While the only complete disappearance, the French Minerve S647 is not included in this list, simply because it disappeared completely, never to be found again, this list looks at the strangest accidents in recent history.
1. 1968 Soviet K-129 accident
One of four mysterious submarine accidents in March 1968, the Soviet Union's K-129 sank in the Pacific Ocean, with no clear cause. A US Navy submarine, the USS Swordfish, which later underwent repairs for damage to its periscope and sail in Japan was first theorized as the culprit. The suspicions were linked to North Korea's seizing of a US spy ship, the USS Pueblo, which led to an increase in US submarine activity in the area.
The US Ambassador to Moscow said in 1993 that the USS Swordfish was not near the K-129 at the time of its sinking, and a visit from CIA director Robert Gates a year earlier showed parts of the submarine later retrieved by the Central Intelligence Agency. Another theory was that a leaking hatch caused a torpedo to explode in its bay, although official explanations have been linked to the US loss of the USS Scorpion.
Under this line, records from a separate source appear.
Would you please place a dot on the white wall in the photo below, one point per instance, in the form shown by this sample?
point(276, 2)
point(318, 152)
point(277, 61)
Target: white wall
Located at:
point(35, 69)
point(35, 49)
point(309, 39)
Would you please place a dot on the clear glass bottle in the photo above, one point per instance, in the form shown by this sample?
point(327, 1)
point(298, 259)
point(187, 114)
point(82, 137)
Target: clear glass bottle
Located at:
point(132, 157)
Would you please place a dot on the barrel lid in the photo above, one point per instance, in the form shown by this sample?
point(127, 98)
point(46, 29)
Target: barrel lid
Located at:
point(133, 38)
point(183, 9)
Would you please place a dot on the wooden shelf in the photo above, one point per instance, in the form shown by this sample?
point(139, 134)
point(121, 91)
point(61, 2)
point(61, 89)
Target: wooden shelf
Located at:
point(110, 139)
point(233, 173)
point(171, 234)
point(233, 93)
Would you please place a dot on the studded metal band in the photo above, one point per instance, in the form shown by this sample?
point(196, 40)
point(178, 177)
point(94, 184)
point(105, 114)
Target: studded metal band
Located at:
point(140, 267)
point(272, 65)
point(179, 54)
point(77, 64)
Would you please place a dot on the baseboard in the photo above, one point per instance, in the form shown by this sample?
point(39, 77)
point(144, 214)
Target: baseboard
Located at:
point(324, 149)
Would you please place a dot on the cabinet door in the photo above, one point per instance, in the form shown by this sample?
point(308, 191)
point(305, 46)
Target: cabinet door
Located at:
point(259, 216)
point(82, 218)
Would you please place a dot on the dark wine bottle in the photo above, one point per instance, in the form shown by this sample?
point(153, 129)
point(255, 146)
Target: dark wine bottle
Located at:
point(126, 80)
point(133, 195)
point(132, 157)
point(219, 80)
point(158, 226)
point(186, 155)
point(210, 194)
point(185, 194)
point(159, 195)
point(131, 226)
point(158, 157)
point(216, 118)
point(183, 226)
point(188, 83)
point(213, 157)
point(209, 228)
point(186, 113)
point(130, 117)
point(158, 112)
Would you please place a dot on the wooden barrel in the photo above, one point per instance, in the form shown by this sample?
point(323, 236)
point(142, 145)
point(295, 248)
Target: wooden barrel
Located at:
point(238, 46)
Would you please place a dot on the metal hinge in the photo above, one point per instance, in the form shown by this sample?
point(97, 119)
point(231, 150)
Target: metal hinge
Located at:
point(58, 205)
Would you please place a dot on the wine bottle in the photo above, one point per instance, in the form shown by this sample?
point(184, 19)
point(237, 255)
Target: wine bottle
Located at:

2. 1968 United States' USS Scorpion SSN-589 accident
The US Navy's USS Scorpion sank in May 1968, off the coast of the Azores in the Atlantic Ocean. Initial reports suggested that an explosion was to blame for the sinking, although another study found the result debatable. A 1993 release of documents on the topic presented theory of a torpedo explosion as a result of overheating was presented as a likely cause.
Just as with the Soviet submarine, the Cold War's opposing side was blamed for the accident in unofficial publications, although both sides have thus far not released any official explanations.
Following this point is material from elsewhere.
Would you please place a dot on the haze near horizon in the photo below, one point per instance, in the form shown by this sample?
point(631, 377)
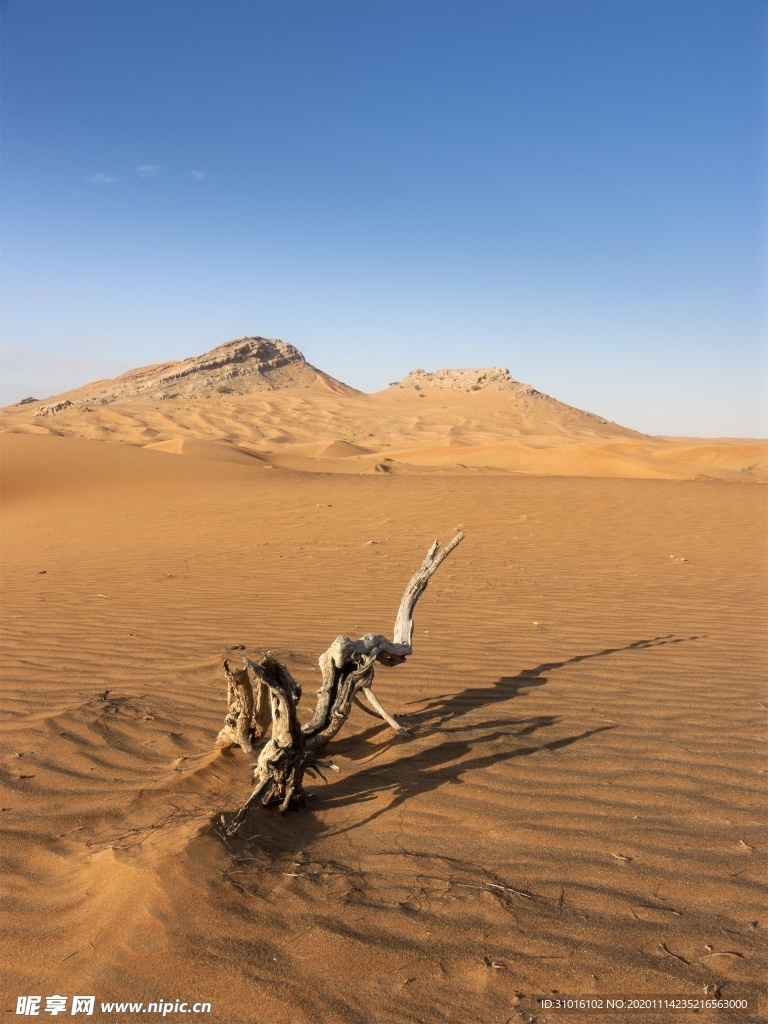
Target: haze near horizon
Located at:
point(571, 190)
One of a series of North Korean submarine incidents in the 1990s, the accident by itself was the result of a North Korean submarine running aground on the South Korean coast. The mysterious part, however, was that the submarine was initially intended to collect North Korean commandos who were collecting intelligence in the South.
The commandos are said to have executed the submarine crew for their mistake, and were killed by the South Korean military, with one captured, while trying to exfiltrate to the North. After the incident, South Korea's consul in Vladivostok was killed in a mysterious poisoning, which was said to have been done by the same poison as the kind found inside the submarine.
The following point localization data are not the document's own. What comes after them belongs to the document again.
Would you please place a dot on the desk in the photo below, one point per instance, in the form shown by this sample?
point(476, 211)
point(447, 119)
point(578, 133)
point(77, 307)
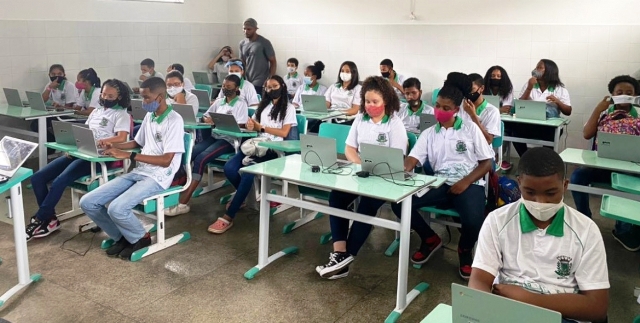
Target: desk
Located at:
point(16, 215)
point(31, 114)
point(292, 169)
4. 2003 Chinese submarine 361
The Chinese Navy's submarine 361 sank in the Bohai Sea, between China and North Korea. The submarine itself was found by Chinese fishermen, who found its remains ten days after the accident, apparently because it was taking part in a silent drill.
No official explanation was given by China, other than "mechanical difficulties." An apparent leaked report in a Hong Kong newspaper suggested that the cause was a failure to shut down a diesel engine after the submarine submerged, suffocating the crew.
The INS Dakar was the first submarine to disappear in 1968, and lost contact while traveling to Israel after being purchased by Britain. Its remnants were first spotted by fisherman in Gaza, although it was not until 1999 that its remnants were finally found.
Egyptian military figures as early as 1970 claimed that the submarine was sunk by an Egyptian ship, although the Israeli military denied the claims. However, Israel never released an official explanation for the sinking, although it is clear that much of the damage occurred after the submarine reached its crush depth.